Di balik semua ini, ada tarik-menarik kepentingan antara pelaku usaha, regulator, dan masyarakat. Politik hukum terlihat dari bagaimana norma hukum dibentuk dan diterapkan untuk melindungi direksi, sekaligus menyeimbangkan kepentingan berbagai pihak dalam dunia usaha. Proses pembentukan dan penerapan hukum tidak lepas dari pengaruh sosial, politik, dan ekonomi yang terus berkembang.
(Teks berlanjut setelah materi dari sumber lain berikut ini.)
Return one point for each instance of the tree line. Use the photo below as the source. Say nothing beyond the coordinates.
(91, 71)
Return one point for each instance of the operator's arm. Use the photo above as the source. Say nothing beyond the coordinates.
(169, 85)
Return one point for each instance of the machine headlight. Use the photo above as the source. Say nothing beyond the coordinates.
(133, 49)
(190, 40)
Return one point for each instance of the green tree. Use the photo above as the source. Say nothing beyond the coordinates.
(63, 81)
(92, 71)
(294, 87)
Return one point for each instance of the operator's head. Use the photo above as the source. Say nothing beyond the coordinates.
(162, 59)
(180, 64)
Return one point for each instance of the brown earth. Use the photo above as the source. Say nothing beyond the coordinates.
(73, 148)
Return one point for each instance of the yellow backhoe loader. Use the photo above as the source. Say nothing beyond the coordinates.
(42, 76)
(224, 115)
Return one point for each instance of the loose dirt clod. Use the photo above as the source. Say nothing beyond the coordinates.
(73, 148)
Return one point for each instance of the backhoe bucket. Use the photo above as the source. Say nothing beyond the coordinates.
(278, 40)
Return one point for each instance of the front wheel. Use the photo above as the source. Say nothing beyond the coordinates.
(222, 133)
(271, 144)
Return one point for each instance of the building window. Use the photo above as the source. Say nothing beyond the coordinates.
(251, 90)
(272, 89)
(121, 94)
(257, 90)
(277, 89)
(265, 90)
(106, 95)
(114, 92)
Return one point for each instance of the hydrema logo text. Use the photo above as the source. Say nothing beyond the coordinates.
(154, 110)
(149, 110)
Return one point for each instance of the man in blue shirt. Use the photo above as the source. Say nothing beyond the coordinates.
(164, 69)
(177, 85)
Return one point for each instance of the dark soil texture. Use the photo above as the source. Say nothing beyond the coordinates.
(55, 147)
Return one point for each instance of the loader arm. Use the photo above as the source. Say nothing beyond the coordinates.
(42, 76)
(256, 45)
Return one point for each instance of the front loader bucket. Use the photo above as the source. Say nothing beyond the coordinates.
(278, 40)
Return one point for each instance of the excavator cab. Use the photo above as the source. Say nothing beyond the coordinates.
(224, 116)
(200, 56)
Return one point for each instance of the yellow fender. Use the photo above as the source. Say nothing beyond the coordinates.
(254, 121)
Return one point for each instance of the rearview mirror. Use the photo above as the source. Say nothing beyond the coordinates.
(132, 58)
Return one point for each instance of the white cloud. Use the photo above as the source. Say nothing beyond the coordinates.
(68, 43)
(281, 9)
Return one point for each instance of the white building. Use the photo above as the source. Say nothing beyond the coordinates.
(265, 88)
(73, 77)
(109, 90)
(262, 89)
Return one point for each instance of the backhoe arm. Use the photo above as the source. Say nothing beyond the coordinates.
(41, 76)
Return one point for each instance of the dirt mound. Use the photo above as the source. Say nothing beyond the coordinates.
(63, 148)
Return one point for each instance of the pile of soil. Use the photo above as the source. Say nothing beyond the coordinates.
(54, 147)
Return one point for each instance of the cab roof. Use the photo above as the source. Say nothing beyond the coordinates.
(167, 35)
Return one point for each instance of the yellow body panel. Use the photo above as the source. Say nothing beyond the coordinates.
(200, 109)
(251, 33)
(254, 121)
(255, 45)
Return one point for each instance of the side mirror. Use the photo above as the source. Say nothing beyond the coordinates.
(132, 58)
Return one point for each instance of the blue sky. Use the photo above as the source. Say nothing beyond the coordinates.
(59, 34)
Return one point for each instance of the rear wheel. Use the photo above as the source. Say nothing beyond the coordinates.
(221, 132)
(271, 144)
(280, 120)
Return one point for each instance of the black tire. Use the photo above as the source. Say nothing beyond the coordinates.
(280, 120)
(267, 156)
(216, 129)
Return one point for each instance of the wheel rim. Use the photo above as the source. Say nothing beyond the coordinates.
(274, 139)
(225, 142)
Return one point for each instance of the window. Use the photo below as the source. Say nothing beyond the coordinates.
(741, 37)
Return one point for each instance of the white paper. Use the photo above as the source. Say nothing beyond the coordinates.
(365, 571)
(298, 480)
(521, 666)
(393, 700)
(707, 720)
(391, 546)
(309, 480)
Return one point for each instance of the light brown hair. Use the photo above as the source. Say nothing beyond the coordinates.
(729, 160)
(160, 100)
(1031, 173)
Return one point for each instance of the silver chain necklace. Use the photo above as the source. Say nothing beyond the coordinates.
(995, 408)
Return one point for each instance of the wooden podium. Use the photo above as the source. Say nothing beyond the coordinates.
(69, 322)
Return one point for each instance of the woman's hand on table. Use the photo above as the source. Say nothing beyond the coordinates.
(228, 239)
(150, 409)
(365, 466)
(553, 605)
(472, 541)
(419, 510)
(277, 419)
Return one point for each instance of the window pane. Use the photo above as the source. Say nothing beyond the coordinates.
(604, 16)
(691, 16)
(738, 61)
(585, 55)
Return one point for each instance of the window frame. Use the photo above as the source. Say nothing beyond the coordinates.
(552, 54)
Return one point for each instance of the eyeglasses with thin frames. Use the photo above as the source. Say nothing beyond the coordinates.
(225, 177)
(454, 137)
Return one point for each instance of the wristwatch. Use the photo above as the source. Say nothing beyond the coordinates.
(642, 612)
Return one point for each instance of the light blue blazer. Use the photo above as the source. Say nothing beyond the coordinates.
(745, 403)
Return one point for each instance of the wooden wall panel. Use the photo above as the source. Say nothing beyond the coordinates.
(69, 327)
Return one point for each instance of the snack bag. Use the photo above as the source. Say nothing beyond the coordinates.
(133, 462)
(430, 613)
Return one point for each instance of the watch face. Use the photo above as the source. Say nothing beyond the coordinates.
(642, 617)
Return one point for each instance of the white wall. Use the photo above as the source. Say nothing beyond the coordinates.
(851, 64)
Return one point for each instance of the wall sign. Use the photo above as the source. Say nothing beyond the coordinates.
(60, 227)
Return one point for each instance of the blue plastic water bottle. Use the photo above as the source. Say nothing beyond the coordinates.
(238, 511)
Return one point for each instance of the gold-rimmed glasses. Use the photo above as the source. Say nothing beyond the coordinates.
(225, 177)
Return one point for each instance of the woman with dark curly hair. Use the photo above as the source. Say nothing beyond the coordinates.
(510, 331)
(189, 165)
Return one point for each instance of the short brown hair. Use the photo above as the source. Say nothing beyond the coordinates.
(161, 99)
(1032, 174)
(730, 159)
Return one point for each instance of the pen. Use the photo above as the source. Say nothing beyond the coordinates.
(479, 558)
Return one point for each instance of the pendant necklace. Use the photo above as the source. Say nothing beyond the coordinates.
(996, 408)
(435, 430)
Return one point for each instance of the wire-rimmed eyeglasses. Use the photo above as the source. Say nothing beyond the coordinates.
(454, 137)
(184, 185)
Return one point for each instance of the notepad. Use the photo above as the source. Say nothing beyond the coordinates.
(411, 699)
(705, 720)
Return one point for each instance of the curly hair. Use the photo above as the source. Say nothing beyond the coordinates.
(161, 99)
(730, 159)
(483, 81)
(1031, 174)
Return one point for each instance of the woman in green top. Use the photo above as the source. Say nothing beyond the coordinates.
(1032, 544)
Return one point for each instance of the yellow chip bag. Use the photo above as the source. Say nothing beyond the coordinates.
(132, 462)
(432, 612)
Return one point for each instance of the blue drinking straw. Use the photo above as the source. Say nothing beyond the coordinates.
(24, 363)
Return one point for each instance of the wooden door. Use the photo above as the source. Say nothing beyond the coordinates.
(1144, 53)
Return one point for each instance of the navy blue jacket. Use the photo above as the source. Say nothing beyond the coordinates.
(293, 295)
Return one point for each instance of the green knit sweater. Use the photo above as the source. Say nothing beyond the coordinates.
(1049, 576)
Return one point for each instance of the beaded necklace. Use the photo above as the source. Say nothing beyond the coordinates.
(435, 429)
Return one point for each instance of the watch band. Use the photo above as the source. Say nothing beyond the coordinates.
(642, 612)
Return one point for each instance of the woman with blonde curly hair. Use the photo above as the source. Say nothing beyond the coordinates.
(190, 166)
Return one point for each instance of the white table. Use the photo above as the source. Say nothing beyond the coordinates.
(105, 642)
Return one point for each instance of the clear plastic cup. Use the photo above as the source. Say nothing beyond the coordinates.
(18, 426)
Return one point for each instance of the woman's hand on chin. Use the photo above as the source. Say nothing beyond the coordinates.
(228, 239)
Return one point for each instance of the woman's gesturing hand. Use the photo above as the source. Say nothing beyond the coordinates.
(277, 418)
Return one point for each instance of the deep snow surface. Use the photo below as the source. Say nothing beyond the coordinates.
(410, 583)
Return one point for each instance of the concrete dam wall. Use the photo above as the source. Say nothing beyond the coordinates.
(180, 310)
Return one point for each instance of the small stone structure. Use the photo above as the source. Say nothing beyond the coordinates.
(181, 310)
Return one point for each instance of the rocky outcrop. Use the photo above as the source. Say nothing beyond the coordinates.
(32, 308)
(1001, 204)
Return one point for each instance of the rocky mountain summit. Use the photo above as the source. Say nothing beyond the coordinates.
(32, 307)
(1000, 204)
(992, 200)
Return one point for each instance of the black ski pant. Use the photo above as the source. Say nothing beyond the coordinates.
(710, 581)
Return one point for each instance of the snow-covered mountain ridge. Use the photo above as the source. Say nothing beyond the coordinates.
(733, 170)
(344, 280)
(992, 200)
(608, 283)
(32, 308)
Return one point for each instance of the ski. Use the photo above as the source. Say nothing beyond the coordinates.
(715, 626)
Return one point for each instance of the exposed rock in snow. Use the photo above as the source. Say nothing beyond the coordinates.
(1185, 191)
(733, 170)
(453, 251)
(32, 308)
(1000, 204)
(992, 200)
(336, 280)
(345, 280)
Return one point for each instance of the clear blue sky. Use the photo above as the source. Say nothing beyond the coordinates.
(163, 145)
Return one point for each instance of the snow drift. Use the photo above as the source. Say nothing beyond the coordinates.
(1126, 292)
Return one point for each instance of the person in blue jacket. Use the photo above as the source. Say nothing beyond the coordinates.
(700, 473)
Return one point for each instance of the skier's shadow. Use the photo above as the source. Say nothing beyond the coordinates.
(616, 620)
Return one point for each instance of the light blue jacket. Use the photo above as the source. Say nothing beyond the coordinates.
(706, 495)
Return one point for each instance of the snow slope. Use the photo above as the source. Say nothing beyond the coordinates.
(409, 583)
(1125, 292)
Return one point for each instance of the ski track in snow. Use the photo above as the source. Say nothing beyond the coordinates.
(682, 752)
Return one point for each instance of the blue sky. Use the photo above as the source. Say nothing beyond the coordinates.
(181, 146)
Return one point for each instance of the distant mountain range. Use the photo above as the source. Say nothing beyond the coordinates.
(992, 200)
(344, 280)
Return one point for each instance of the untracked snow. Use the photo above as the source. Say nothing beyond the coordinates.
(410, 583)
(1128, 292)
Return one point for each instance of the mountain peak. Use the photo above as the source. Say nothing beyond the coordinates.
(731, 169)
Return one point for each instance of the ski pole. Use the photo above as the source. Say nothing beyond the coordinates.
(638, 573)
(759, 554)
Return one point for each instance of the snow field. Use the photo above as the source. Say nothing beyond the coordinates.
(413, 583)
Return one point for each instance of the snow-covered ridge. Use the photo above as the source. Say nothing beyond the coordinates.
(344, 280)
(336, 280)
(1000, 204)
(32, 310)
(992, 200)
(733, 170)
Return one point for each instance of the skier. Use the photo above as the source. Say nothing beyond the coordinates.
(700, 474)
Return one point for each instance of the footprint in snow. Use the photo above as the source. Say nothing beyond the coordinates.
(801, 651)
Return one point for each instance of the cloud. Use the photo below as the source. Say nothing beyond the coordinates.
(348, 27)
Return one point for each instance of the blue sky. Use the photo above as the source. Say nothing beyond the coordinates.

Dengan memahami dinamika politik hukum, kita bisa melihat bagaimana BJR menjadi instrumen penting dalam melindungi direksi, sekaligus menciptakan keseimbangan antara kepentingan berbagai pihak dalam pengelolaan perusahaan.
Business Judgment Rule bukan hanya sekadar aturan hukum, tapi juga cerminan dari nilai-nilai keberanian, profesionalisme, dan tanggung jawab sosial. Dengan memahami tantangan dan relevansinya dalam konteks politik hukum, BJR bisa menjadi perisai hukum yang melindungi direksi di tengah badai kepailitan, sekaligus mendorong keadilan dan pembangunan ekonomi di Indonesia.
Namun, masih banyak permasalahan yang perlu dikupas tuntas, seperti ketidakjelasan standar itikad baik dan kehati-hatian, diskresi pengadilan dalam penafsiran norma, serta perlunya regulasi yang lebih spesifik untuk mengatur penerapan BJR dalam konteks kepailitan. Selain itu, penting pula untuk mengkaji bagaimana BJR bisa mencegah penyalahgunaan perlindungan hukum oleh direksi, sekaligus menjaga keseimbangan antara kepentingan perusahaan, kreditor, dan pemegang saham. Dengan mengupas tuntas permasalahan ini, diharapkan BJR dapat menjadi instrumen hukum yang lebih efektif dan adil bagi seluruh pihak terkait.